Biraz sorgulamayla bu yaşlının kullanacağı yahut istemeden onu uykusuzluk olarak terakki edecek vereceğimiz ilacın getireceği ziyanları çok kolay önleyebiliriz. O yaşta sorgulandığında gece artan melatonin hormonu aslında gündüz de bu yaşlıyı epeyce uyumaya sevk etmektedir. Kuzey Avrupa ülkelerinde büyük yaşlı merkezlerinde muhakkak bir lümen dediğimiz ışık sekanslarını var. Bilhassa gündüz ışıklı ortamda yaşlıların uyutulmadığı, onlara toplumsal faaliyetler yüklendiği, hobiler eklendiği bilinmekte. Bu bireylerin gündüz sağlıklı ve verimli bir vakit geçirip akşamları da bu ışık ortamını muhakkak bir ortama getirerek doğal bir fizyolojik ortam sağlandığında, tıpkı bizler üzere hem zihin olarak hem beden olarak hem de melatonin hormonuyla uykularını olağan duruma dönüştürebildiğini biliyoruz. Dediğim üzere çabucak yaşlının bulunduğu ortam, bulunduğu konutun yahut olanın şartları, bulunduğu fizikî aktiviteler, hobiler göz arkası edilerek bu yaşlının uyku sorununda verilecek ilacın tahminen de bu hastanın bir demansını örteceği yahut alevlendireceğini bazen hesabı katamıyoruz.”

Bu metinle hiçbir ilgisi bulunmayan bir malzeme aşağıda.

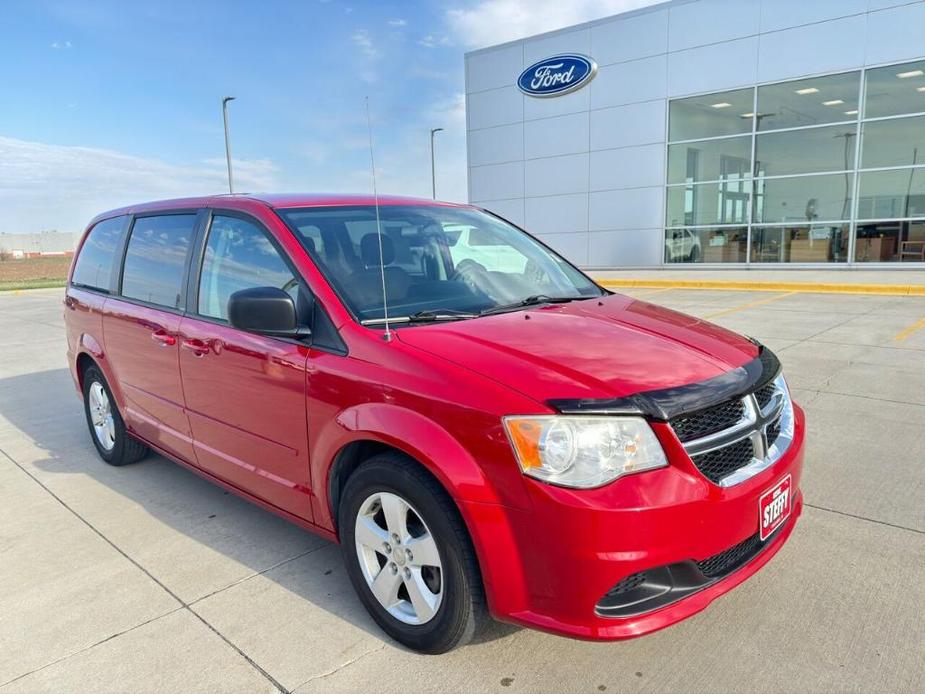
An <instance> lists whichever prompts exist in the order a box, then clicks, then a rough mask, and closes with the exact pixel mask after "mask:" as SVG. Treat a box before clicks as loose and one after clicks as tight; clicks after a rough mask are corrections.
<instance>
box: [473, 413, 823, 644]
mask: <svg viewBox="0 0 925 694" xmlns="http://www.w3.org/2000/svg"><path fill="white" fill-rule="evenodd" d="M794 410H795V428H794V429H795V431H794V439H793V441H792V443H791V445H790V448H789V449H788V450H787V452H786V453H785V454H784V455H783V456H782V457H781V458H780V459H779V460H778V461H777V462H776V463H775V464H774V465H773V466H771V467H769V468H768V469H766V470H764V471H762V472H761V473H759V474H757V475H755V476H754V477H753V478H751V479H749V480H747V481H745V482H743V483H741V484H738V485H735V486H732V487H725V488H724V487H719V486H718V485H715V484H713V483H711V482H710V481H708V480H707V479H706V478H705V477H703V475H701V474H700V472H699V471H698V470H697V468H696V467H694V465H693V463H692V462H691V460H690V458H688V456H687V454H686V453H685V452H684V449H683V448H682V447H681V445H680V443H679V442H678V440H677V438H676V437H675V436H674V434H673V433H672V432H671V430H670V428H669V427H668V426H667V425H655V426H654V427H653V428H654V429H655V430H656V433H657V435H658V436H659V438H660V440H661V441H662V445H663V446H664V448H665V451H666V454H667V456H668V459H669V466H668V467H666V468H662V469H659V470H653V471H649V472H645V473H640V474H638V475H631V476H627V477H624V478H621V479H619V480H617V481H616V482H614V483H612V484H609V485H606V486H604V487H601V488H599V489H592V490H573V489H564V488H560V487H553V486H550V485H547V484H543V483H539V482H535V481H533V480H527V486H528V488H529V491H530V496H531V500H532V506H533V508H532V510H530V511H515V510H512V509H503V510H499V508H498V507H496V508H494V509H489V508H487V506H486V505H473V506H469V507H468V508H467V509H465V513H466V515H467V516H470V518H471V520H470V527H472V522H473V521H474V523H475V527H477V528H485V529H486V530H487V531H486V530H483V531H482V532H475V533H473V535H474V539H475V542H476V546H477V550H478V552H479V556H480V560H481V564H482V569H483V576H484V578H485V583H486V590H487V593H488V599H489V606H490V608H491V610H492V613H493V614H494V616H495V617H496V618H498V619H500V620H502V621H509V622H514V623H518V624H522V625H524V626H529V627H533V628H538V629H542V630H545V631H550V632H554V633H557V634H562V635H566V636H571V637H575V638H582V639H625V638H631V637H635V636H641V635H643V634H647V633H650V632H653V631H656V630H658V629H662V628H664V627H667V626H670V625H671V624H674V623H676V622H678V621H680V620H682V619H685V618H687V617H689V616H691V615H693V614H695V613H696V612H699V611H700V610H702V609H704V608H705V607H706V606H707V605H709V604H710V602H712V601H713V600H714V599H715V598H717V597H718V596H720V595H722V594H723V593H726V592H727V591H729V590H731V589H732V588H734V587H735V586H737V585H738V584H739V583H741V582H743V581H744V580H746V579H747V578H749V577H750V576H752V575H753V574H754V573H755V572H757V571H758V570H759V569H760V568H761V567H762V566H764V565H765V564H766V563H767V562H768V561H769V560H770V559H771V557H773V556H774V554H776V553H777V551H778V550H779V549H780V548H781V547H782V546H783V544H784V543H785V542H786V541H787V539H788V538H789V536H790V534H791V533H792V531H793V528H794V526H795V524H796V521H797V518H798V517H799V515H800V513H801V511H802V508H803V498H802V494H801V493H800V491H799V485H800V473H801V471H802V463H803V443H804V427H805V420H804V415H803V412H802V410H800V409H799V407H796V406H795V408H794ZM787 474H790V475H791V476H792V481H793V485H794V487H793V488H794V490H795V491H794V496H793V502H792V503H793V506H792V510H791V514H790V517H789V518H788V520H787V521H786V523H785V524H784V525H783V526H782V527H781V528H779V529H778V530H777V531H776V532H775V534H774V535H772V536H771V537H770V538H769V539H768V540H767V541H766V542H765V543H763V544H762V545H761V546H760V547H758V548H757V550H756V551H753V552H751V554H750V555H749V556H744V557H742V558H741V561H739V562H738V563H736V564H735V565H731V566H729V567H728V568H729V571H728V572H726V573H723V572H719V573H715V574H714V575H713V576H712V577H710V576H708V577H706V578H707V579H708V580H706V581H701V580H700V579H698V577H697V576H696V575H695V574H693V573H690V572H688V573H685V572H684V571H683V570H680V569H676V571H675V579H676V583H677V584H678V587H679V588H681V590H678V591H676V592H674V593H673V594H672V595H670V596H668V598H666V599H665V600H663V601H661V602H659V601H653V602H649V603H648V604H645V605H644V604H640V605H639V606H638V608H637V609H629V610H622V611H621V610H610V611H608V610H606V609H601V606H602V601H603V606H604V607H606V606H607V603H606V600H605V596H606V595H607V594H608V592H610V591H611V590H612V589H613V588H614V587H615V586H617V584H618V583H620V582H621V581H622V580H624V579H627V578H628V577H632V576H633V575H634V574H639V573H642V572H647V574H648V575H650V576H651V575H653V570H655V573H656V574H657V572H658V570H659V569H660V568H661V567H669V566H671V567H683V566H688V567H690V565H691V564H693V565H694V566H697V563H698V562H700V563H701V565H703V566H705V564H704V562H706V560H708V559H711V558H715V557H716V556H717V555H720V554H721V553H723V552H726V551H727V550H730V549H731V548H734V547H736V546H737V545H740V544H742V543H744V542H745V541H747V540H748V539H749V538H751V537H752V536H754V535H755V534H756V533H757V532H758V524H759V518H758V516H759V514H758V508H759V497H760V496H761V494H762V493H763V492H765V491H766V490H767V489H769V488H771V487H773V486H774V485H775V484H776V483H777V482H778V481H779V480H780V479H782V478H783V477H784V476H785V475H787ZM476 506H477V507H476ZM472 516H480V517H481V519H480V520H477V519H475V518H472ZM746 544H747V543H746ZM752 549H754V548H752ZM669 573H670V572H669ZM662 575H663V576H664V574H662ZM629 580H630V582H632V580H633V579H632V578H630V579H629Z"/></svg>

“BİR GRUP HASARLAR ORTAYA ÇIKARIR”
Yaşlılığın beslenmesinin pediatrik yaş kümesi üzere olduğunu lisana getiren Yüksel, “Onların proteine olan gereksinimlerinin ön planda olması gerekir. Onlar birtakım diyetlerini, çok kolay olarak çaya, karbonhidrat içerikleri, bisküvi, ekmek üzere şeyleri batırarak o diyetlerini geçirirler ve sarkopeni dediğimiz kas gücünün en çok kaynağı olan proteinden mahrum olması bir ekip hasarlar ortaya çıkarır. En kolayı kası eriyen, resmen eriyen ve sarkopeni dediğimiz bu yaşlı düşer. Bu düşmenin getirdiği problemler, yatak yaraları, böbrek işlevi yetmezlikleri, enfeksiyonlar bu yaşlının çok kolay bir nedenle kaybına neden olabilir. Bu nedenle yaşlılar için konuşulacak o kadar çok toplumsal, biyolojik, ruhsal, sıhhat alanında dikkat edeceğimiz hususlar var ki anlatmakla bitmez. Yaşlılarımızı elimizin üstünde, başımızın üzerinde tutmamız gerekir. Çünkü her genci ve bizlerin onlardan öğrenecekleri, onların bilgi tecrübelerinden yararlanacakları o kadar mevzular vardır ki onların kalan ömürleri bize bunları anlatmakla bitmez. Onların hayatlarını yalnızca uzatmak değil, onlara kaliteli bir ömür sunmak, bir toplumun aslında gelişmişliğiyle doğal orantılıdır diye düşünüyorum” dedi.